Je suis impatient. Je me retrouve en sixième. Enfin. Je vois une barrière devant moi qui me différencie d'avec les autres. Comme si on m'a jeté un mauvais sort. Je ne peux pas traduire.
Je me suis forgé ma propre prison. Elle m'empêche d'être comme les autres. De leur ressembler. De participer à leurs activités. De participer à leurs jeux.
Plutôt que d'être avec mes camarades le mercredi je préfère aller voir ma grand-mère à la campagne. La retrouver pour parler. Je veux pas me sentir obligé de jouer au football tous les mercredi après-midi. Le football ça me fait chier.
Grand-mère possède une ferme et passe le plus clair de son temps dans la cour à donner à manger aux poules. À l'ancienne. C'est un mode de vie qui en vaut un autre. Celui d'une autre époque. Cette époque me parle. Elle me correspond. C'est la vie de campagne en lointaine banlieue ou en province. J'adore. Une vie simple et authentique.

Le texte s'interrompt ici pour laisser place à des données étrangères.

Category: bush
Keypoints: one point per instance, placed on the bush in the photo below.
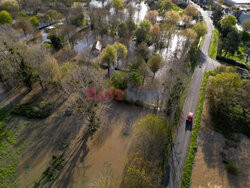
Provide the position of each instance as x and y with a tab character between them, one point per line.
232	168
5	17
187	172
33	110
214	44
119	80
34	21
232	62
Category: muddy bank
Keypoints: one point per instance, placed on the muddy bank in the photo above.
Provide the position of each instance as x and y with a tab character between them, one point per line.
209	170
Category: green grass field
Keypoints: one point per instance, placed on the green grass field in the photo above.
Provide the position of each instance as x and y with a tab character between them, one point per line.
238	56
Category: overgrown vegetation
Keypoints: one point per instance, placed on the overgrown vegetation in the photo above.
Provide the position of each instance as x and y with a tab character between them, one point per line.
228	97
56	164
143	164
35	110
10	147
187	172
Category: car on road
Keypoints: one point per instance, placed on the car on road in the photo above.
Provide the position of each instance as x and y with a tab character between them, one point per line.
189	121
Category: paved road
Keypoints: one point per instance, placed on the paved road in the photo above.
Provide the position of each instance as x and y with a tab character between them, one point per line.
180	145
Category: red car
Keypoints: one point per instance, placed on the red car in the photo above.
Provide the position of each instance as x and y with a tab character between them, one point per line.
189	120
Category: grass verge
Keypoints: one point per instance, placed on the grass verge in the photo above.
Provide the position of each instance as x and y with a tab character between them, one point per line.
214	44
175	123
187	172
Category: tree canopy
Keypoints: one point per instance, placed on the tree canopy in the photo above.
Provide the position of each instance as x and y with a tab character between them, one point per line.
5	17
228	22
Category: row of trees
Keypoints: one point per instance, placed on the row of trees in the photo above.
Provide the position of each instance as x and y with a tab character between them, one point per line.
229	103
142	166
23	65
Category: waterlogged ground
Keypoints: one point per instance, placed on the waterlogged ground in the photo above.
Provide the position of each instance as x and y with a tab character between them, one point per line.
106	150
209	171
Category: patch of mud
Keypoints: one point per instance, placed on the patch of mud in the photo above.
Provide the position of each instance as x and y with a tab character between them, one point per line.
106	150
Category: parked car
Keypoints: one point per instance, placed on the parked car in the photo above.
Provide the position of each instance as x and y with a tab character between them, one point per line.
189	121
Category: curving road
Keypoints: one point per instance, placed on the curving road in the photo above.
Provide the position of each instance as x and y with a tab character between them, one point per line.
176	160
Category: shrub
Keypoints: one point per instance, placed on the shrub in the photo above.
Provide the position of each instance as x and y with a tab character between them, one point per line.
34	21
187	172
5	17
119	80
232	62
232	168
38	110
214	44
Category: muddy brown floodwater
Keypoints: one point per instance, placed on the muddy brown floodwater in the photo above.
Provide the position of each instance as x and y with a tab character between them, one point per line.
109	146
208	170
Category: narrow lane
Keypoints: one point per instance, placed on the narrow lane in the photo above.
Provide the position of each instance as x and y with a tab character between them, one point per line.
181	141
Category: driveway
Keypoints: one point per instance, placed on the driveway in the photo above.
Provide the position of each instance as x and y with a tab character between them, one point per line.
181	141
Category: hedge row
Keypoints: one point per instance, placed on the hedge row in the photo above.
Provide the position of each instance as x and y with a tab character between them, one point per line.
214	44
186	177
232	62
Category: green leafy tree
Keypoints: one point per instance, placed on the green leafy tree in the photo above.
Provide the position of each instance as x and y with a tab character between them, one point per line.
109	56
154	63
118	5
135	79
246	25
217	15
191	11
155	34
200	29
5	17
152	16
25	24
143	51
119	80
228	22
131	25
121	50
231	42
229	102
165	5
141	32
53	15
172	17
122	30
34	21
10	6
247	50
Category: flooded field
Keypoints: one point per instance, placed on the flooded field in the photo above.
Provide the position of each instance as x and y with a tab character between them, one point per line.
107	150
209	170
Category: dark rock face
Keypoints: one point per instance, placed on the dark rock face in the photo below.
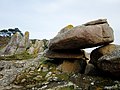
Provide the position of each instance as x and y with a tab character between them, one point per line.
84	36
110	63
101	51
67	54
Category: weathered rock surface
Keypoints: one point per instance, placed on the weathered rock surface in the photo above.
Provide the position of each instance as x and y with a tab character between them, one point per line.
84	36
23	44
73	66
36	48
10	49
110	63
101	51
67	54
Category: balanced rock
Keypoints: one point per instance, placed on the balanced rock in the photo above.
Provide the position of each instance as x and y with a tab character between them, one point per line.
101	51
110	63
88	35
10	49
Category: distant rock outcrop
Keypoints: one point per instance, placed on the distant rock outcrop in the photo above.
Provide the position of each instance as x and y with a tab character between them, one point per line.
22	44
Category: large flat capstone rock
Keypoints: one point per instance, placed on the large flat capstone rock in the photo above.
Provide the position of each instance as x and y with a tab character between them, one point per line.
91	34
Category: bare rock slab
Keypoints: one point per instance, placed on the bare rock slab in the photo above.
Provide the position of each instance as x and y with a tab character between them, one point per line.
91	34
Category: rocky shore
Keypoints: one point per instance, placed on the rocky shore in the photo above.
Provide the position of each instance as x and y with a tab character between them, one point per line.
62	62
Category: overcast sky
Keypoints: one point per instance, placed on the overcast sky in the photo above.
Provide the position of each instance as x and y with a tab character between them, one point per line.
44	18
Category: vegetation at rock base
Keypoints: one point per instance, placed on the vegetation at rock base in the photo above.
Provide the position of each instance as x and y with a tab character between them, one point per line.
21	56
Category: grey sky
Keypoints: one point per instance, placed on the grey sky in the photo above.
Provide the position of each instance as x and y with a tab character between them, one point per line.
44	18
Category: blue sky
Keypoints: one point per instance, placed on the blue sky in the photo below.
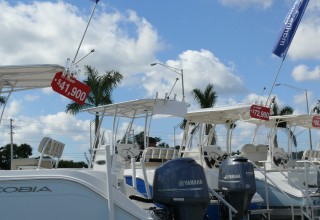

J'adore marcher dans la cour de la ferme. J'accompagne ma grand-mère quand elle va donner à manger aux poules. J'aime aussi la solitude. Le soir après le dîner à la nuit tombante je sors faire un tour dans la cour. Et je finis toujours par faire le tour de la ferme.
Je me suffis à moi même. Ma grand-mère est enchantée pour ne pas dire heureuse de m'avoir pour elle toute seule le mercredi. À 16h c'est le rituel du thé. Comme en Asie ou en Angleterre. Ou dans les colonies. Avant.

Grand mère vient me chercher. Elle sait que je suis toujours dehors. J'arrête toute activité. Nous prenons le thé. En me servant elle me propose des madeleines qu'elle a faites elle même. J'adore leur parfum. Il n'y a rien pour décrire une telle sensation de bonheur. Je ne me sens pas efféminé pour autant. Je sais que je ne suis pas une fille. Ça me suffit. Je fonctionne comme un garçon. Mais comme un garçon qui n'est pas comme les autres.
J'éprouve des sensations. Là encore pas comme celles qu'éprouvent autres garçons. Je ressens le besoin de toucher et de sentir. De serrer contre moi. Un homme. Un corps d'homme. De le serrer contre mon corps. De De l'étreindre. De l'embrasser. De le caresser. Mon corps et ma nature éprouvent des besoins. Des nécessités. Des sentiments. Physiques. Comme en éprouvent les autres
garçons vis à vis des filles. Au même moment José. Mon frère. Il est plus jeune que moi d'un an et demi. Il collectionne les copines. Il ne fait que ça. Je ne pourrai jamais faire pareil.
Moi pendant ce temps j'emmagasine les rêves. Je crée des collections de rêves. De désirs. Inassouvis. Comme des séries télévisées. Des bulletins météo. Un jour ça va un jour ça va pas. Des mondes imaginaires. Des planètes où tout est à ma convenance. Des mondes merveilleux et colorés à la Walt Disney ou à la Levis Carol. L'avantage c'est que c'est moi qui décide de l'histoire. Comment ça finit. Des histoires que je crée dans ma prison.